Reputation: 259
I am now trying to extract contents between specific html tags, e.g.:
<dl class="search-advanced-list">
<dt>
<h2><a id="/advanced-search?intercept=adv&as-advanced=+documenttype%3Asource title:%22ADB%22&as-type=advanced" name="ADB">ADB</a></h2>
</dt>
<dd>Allgemeine deutsche Biographie. Under the auspices of the Historical Commission of the Royal Academy of Sciences. 56 vols. Leipzig: Duncker & Humblot. 1875–1912.</dd>
<dt>
<h2><a id="/advanced-search?intercept=adv&as-advanced=+documenttype%3Asource title:%22AMS%22&as-type=advanced" name="AMS">AMS</a></h2>
</dt>
<dd>American men of science. J. McKeen Cattell, ed. Editions 1–4, New York: 1906–27.</dd>
<dt>
<h2><a id="/advanced-search?intercept=adv&as-advanced=+documenttype%3Asource title:%22Abbott%2C+C.+C.+1861%22&as-type=advanced" name="Abbott__C__C__1861">Abbott, C. C. 1861</a></h2>
</dt>
<dd>Abbott, Charles Compton. 1861. Notes on the birds of the Falkland Islands. Ibis 3: 149–67.</dd>
...
</dl>
I plan to extract contents within <h2>
</h2>
and contents within <dd>
and </dd>
. I searched the stackOverFlow for similar questions, but still cannot figure it out, is there anybody who has a simple way to solve this question using R?
Upvotes: 2
Views: 1718
Reputation: 270268
This creates a two column matrix m
whose first column is h2
and whose second column is associated dd
values. Since there is no information in the question on the form of the input we have assumed that the input is a string Lines
but the htmlTreeParse
line can be changed appropriately if not. Try ?htmlTreeParse
for more info.
library(XML)
doc <- htmlTreeParse(Lines, asText = TRUE, useInternalNodes = TRUE)
f <- function(x) cbind(h2 = xmlValue(x), dd = xpathSApply(x, "//dd", xmlValue))
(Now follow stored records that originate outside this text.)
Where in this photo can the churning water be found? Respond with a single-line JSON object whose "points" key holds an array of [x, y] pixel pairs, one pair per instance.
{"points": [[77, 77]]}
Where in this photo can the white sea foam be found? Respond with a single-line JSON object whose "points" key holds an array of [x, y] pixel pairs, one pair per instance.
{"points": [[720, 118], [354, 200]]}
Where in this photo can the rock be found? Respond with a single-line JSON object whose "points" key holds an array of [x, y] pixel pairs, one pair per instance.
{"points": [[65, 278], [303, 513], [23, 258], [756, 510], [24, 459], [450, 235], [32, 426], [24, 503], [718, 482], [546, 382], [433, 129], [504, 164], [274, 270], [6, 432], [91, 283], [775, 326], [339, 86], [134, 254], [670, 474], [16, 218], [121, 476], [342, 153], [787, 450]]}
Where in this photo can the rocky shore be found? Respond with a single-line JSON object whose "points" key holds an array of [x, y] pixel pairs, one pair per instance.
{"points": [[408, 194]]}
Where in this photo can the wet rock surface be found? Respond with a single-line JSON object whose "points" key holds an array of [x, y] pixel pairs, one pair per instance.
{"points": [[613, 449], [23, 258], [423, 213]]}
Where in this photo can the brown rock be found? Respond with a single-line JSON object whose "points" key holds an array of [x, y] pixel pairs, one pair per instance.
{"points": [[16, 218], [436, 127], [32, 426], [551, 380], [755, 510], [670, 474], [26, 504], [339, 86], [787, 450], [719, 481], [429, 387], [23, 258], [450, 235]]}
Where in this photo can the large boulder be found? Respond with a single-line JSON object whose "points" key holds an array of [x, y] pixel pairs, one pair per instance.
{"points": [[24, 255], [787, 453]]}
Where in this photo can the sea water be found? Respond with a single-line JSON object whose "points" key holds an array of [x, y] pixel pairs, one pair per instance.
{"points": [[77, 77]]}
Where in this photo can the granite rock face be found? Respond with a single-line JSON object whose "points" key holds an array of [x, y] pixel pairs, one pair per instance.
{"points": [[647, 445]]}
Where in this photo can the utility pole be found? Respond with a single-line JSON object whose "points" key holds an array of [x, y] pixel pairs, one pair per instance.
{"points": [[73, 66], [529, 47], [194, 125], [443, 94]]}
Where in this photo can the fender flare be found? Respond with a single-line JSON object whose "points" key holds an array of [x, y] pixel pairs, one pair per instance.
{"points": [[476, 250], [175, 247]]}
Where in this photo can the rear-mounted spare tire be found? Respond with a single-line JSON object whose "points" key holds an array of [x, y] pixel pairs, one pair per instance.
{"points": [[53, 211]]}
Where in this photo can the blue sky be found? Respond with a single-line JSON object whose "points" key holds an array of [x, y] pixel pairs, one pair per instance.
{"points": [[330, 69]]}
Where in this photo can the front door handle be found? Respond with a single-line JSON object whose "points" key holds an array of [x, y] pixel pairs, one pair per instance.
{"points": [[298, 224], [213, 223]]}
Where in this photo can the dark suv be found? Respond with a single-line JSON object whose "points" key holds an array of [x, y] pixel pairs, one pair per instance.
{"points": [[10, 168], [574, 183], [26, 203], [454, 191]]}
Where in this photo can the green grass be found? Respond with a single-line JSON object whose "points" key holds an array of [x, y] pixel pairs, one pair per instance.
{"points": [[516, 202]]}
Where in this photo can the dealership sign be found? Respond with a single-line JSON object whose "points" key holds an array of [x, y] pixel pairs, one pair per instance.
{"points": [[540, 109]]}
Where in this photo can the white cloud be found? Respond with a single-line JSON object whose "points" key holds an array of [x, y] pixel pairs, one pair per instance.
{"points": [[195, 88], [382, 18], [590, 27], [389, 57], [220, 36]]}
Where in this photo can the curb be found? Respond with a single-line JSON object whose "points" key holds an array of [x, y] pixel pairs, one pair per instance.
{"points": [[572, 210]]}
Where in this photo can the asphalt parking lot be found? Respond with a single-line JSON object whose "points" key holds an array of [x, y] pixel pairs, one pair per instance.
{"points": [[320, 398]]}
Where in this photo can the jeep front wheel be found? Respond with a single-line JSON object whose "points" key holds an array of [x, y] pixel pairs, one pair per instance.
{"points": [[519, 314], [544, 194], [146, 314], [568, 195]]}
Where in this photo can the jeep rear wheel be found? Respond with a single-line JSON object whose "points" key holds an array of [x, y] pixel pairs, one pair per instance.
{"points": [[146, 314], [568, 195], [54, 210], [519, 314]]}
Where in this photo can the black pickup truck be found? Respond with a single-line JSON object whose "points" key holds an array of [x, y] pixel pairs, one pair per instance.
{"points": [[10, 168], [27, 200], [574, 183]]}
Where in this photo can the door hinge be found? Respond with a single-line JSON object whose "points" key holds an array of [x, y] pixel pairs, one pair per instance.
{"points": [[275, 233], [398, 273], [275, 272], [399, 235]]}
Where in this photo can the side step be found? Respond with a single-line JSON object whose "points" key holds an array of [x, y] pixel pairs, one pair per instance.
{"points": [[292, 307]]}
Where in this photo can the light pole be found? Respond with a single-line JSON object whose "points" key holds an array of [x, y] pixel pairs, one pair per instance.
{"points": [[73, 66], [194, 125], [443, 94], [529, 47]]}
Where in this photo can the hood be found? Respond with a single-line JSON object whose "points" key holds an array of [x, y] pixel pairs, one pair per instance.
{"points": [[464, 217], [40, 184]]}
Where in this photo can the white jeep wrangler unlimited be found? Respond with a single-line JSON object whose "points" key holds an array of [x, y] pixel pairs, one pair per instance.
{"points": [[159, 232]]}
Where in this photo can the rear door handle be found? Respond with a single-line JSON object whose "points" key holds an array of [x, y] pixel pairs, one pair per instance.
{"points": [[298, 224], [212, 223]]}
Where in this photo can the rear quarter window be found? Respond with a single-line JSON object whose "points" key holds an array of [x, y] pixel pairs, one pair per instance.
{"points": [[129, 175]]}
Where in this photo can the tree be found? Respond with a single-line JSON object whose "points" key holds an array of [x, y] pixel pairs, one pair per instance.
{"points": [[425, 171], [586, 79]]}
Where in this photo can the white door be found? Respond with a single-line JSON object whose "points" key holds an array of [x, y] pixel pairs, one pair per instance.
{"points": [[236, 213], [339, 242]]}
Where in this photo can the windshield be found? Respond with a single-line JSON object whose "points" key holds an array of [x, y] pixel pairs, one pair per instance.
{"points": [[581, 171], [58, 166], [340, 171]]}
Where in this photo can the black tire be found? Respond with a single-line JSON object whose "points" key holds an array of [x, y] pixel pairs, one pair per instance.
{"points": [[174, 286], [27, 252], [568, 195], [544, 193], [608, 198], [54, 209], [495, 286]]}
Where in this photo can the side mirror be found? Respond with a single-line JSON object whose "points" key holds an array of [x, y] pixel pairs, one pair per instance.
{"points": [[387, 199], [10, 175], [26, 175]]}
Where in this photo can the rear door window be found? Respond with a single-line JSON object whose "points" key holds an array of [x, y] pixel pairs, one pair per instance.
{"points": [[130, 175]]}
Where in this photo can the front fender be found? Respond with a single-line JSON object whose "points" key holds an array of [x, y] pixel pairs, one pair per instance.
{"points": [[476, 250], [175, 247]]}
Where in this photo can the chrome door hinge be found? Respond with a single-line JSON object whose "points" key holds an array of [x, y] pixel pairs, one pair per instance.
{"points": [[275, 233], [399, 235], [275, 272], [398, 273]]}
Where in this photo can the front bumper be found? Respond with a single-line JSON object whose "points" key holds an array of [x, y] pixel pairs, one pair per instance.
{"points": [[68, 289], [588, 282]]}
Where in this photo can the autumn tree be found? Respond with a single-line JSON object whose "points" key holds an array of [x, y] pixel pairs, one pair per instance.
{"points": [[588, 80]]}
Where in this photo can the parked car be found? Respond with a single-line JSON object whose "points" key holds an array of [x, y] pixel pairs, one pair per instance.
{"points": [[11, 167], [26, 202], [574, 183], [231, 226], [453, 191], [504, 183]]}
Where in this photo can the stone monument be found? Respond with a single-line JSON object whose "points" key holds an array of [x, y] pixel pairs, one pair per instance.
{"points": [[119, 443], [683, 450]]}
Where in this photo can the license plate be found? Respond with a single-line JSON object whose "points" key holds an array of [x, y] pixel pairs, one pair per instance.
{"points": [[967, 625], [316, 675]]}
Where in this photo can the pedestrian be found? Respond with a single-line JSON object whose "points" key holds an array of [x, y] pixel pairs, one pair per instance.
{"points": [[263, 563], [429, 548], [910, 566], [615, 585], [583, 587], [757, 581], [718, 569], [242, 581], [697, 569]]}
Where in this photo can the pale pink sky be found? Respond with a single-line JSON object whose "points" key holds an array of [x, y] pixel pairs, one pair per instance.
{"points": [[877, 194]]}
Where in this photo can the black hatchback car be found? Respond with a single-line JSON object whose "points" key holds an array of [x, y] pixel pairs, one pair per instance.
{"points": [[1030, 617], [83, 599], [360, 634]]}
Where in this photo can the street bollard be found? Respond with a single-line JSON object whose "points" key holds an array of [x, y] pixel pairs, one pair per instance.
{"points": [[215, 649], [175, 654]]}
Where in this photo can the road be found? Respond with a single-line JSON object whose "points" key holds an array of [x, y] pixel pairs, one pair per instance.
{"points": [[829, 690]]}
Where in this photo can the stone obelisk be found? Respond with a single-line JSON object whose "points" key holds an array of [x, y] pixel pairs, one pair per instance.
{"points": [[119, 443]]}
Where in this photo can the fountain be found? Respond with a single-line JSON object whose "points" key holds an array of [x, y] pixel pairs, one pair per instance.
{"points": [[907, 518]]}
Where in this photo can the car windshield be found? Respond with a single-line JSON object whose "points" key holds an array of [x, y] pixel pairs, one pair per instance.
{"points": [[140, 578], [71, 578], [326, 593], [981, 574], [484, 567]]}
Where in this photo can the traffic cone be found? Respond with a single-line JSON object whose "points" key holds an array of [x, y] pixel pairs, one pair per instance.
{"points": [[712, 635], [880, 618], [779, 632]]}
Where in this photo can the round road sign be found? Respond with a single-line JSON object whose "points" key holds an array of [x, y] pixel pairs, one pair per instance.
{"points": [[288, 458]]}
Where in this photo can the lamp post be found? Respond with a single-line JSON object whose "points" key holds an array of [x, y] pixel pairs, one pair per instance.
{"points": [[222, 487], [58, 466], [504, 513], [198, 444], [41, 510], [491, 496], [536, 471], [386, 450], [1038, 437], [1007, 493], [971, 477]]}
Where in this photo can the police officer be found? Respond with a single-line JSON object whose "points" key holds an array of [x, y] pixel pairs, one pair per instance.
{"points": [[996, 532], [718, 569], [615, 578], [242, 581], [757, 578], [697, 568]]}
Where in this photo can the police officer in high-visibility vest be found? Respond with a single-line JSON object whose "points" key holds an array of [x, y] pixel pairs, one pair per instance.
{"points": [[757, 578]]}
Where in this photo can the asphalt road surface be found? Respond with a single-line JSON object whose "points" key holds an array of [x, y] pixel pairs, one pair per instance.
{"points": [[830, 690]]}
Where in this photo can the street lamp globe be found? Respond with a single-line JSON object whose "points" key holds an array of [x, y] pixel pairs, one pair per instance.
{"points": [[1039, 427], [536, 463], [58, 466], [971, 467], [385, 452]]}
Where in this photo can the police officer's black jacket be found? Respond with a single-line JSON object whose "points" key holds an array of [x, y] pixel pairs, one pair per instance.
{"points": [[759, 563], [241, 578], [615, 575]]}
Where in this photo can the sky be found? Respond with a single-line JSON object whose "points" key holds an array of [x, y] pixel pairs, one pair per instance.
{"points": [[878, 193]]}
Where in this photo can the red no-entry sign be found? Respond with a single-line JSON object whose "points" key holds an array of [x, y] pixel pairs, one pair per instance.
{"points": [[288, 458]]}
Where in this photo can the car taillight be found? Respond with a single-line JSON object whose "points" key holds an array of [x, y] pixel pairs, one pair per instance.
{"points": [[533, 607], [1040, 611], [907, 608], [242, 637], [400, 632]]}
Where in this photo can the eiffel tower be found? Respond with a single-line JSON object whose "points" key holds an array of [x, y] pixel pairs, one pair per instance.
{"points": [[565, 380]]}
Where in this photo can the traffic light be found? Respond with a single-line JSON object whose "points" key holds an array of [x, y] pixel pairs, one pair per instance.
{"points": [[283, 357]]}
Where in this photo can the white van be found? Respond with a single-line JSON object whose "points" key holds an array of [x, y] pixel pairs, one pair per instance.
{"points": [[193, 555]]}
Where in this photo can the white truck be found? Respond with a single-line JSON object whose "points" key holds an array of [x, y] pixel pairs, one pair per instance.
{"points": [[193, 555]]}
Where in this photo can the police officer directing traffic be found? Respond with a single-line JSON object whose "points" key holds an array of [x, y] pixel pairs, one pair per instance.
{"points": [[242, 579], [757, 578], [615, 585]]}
L <- xpathApply(doc, "//h2", f)
m <- do.call(rbind, L)
Here we display the h2
column and the first 10 characters of the dd
column:
> cbind(h2 = m[,1], dd = substr(m[,2], 1, 10))
h2 dd
[1,] "ADB" "Allgemeine"
[2,] "ADB" "American m"
[3,] "ADB" "Abbott, Ch"
[4,] "AMS" "Allgemeine"
[5,] "AMS" "American m"
[6,] "AMS" "Abbott, Ch"
[7,] "Abbott, C. C. 1861" "Allgemeine"
[8,] "Abbott, C. C. 1861" "American m"
[9,] "Abbott, C. C. 1861" "Abbott, Ch"
This is the input used above:
Lines <- '<dl class="search-advanced-list">
<dt>
<h2><a id="/advanced-search?intercept=adv&as-advanced=+documenttype%3Asource title:%22ADB%22&as-type=advanced" name="ADB">ADB</a></h2>
</dt>
<dd>Allgemeine deutsche Biographie. Under the auspices of the Historical Commission of the Royal Academy of Sciences. 56 vols. Leipzig: Duncker & Humblot. 1875–1912.</dd>
<dt>
<h2><a id="/advanced-search?intercept=adv&as-advanced=+documenttype%3Asource title:%22AMS%22&as-type=advanced" name="AMS">AMS</a></h2>
</dt>
<dd>American men of science. J. McKeen Cattell, ed. Editions 1–4, New York: 1906–27.</dd>
<dt>
<h2><a id="/advanced-search?intercept=adv&as-advanced=+documenttype%3Asource title:%22Abbott%2C+C.+C.+1861%22&as-type=advanced" name="Abbott__C__C__1861">Abbott, C. C. 1861</a></h2>
</dt>
<dd>Abbott, Charles Compton. 1861. Notes on the birds of the Falkland Islands. Ibis 3: 149–67.</dd>
</dl>'
Upvotes: 5
Reputation: 78832
Or, doing the scraping the proper way:
library(xml2)
library(rvest)
pg <- read_html("https://www.darwinproject.ac.uk/bibliography")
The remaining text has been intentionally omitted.